Je pourrais allonger la soupe en m’étendant sur d’autres détails que je n’ai pas cités ici. Il est tout à fait évident que l’ascendent Pop, intersecté par l’Op, montre un milieu de réference qui se diversifie de la catalogation méthodique de Christian Boltanski (opposée par rapport à celle, sentimentale, de Maurizio Pellegrini ou à celle thecnologique de Subodh Gupta) au trash programmé d’une grande partie de la production américaine d’aujourd’hui. Mais de telle manière je viendrais superposer une artificieuse floraison culturelle à ce qu’effectivement représente le mobile de cette « peinture » (et les guillemets sont de rigueur, puisque ces travaux confient une bonne partie de leur emprise émotionnelle au rapport avec la troisième dimension, exploitant une spatialité parfois effective, mais non rarement allusive).

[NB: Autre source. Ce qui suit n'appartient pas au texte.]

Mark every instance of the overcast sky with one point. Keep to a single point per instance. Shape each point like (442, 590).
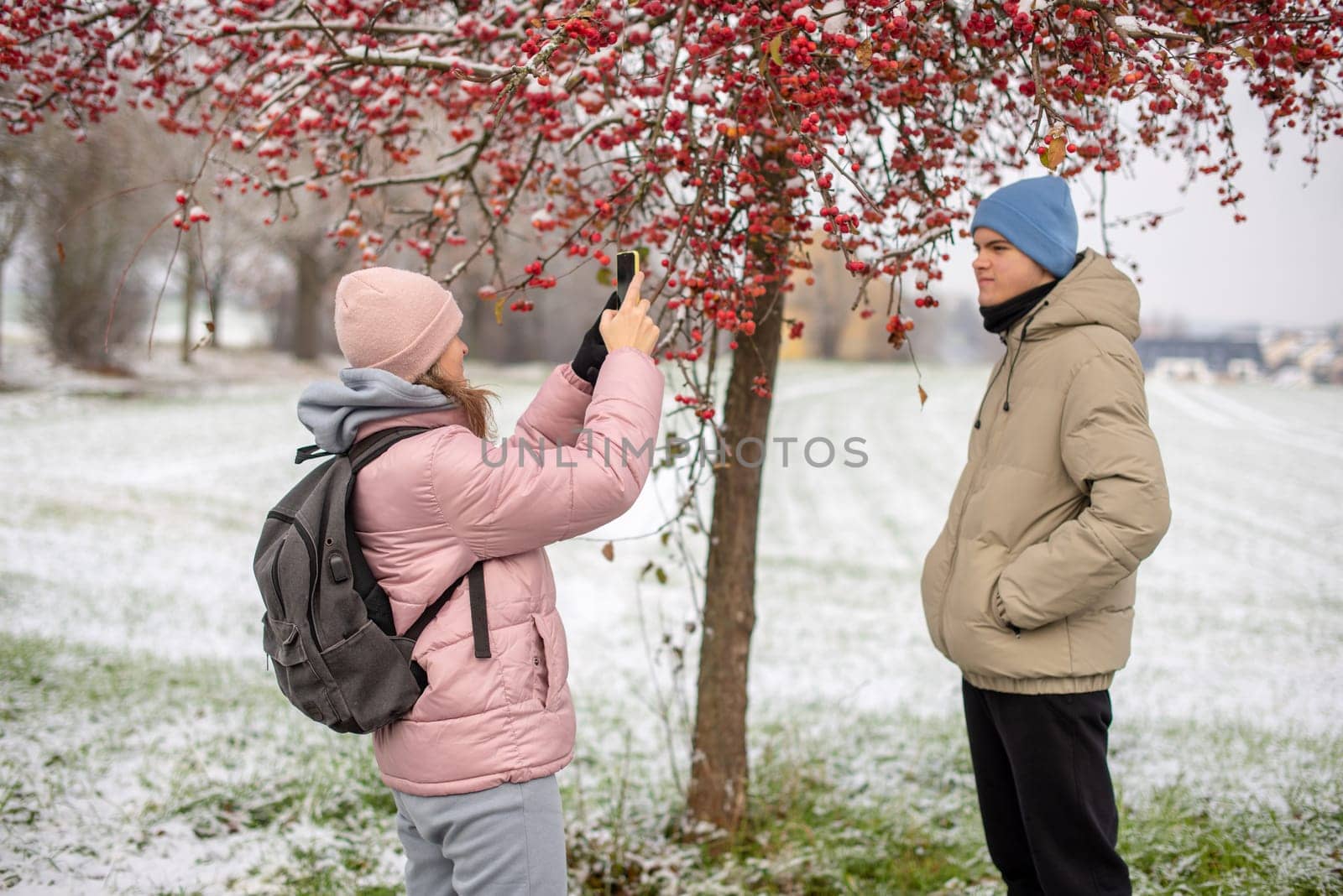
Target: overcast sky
(1284, 266)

Luigi Bona ne s’exprime pas en partant de théorèmes, mais plutôt de l’incoercible désir de construire manuellement des objets esthétiques compréhensibles et beaux : des artefacts ayant un rapport direct avec la vie quotidienne et avec la production de biens à la consommation, mais qui réussissent à racheter le sérialisme des moyens par de joyeuses mutations de contexte. Ce sont des messages en bouteilles lancés dans l’océan de l’Art contemporain, silloné de routes enchevétrées et agité pas des tsunamis astucieusement poussés sur le marché. L’auspice c’est que ces messages soit cueillis par d’heureux naufragés disposés au sourire, sur les rives d’îles caressées par les alysées de la sérénité d’esprit. Les oeuvres produites avec sincérité d’âme doivent être jouissibles avec le regard innocent (et intelligent) de l’infance. Ce n’est pas par hazard que Picasso employa toute sa très longue et féconde existance afin de réussir à dessiner avec la cruauté et la grâce d’un enfant.

Je crois que les compositions de Bona plairons à ceux qui aiment les chansons du regretté Sergio Endrigo : il faut une graine pour avoir une fleur et même une petite maison sans toit ni cuisine peut être très belle, pourvu qu’il y auberge un brin de follie bénéfique.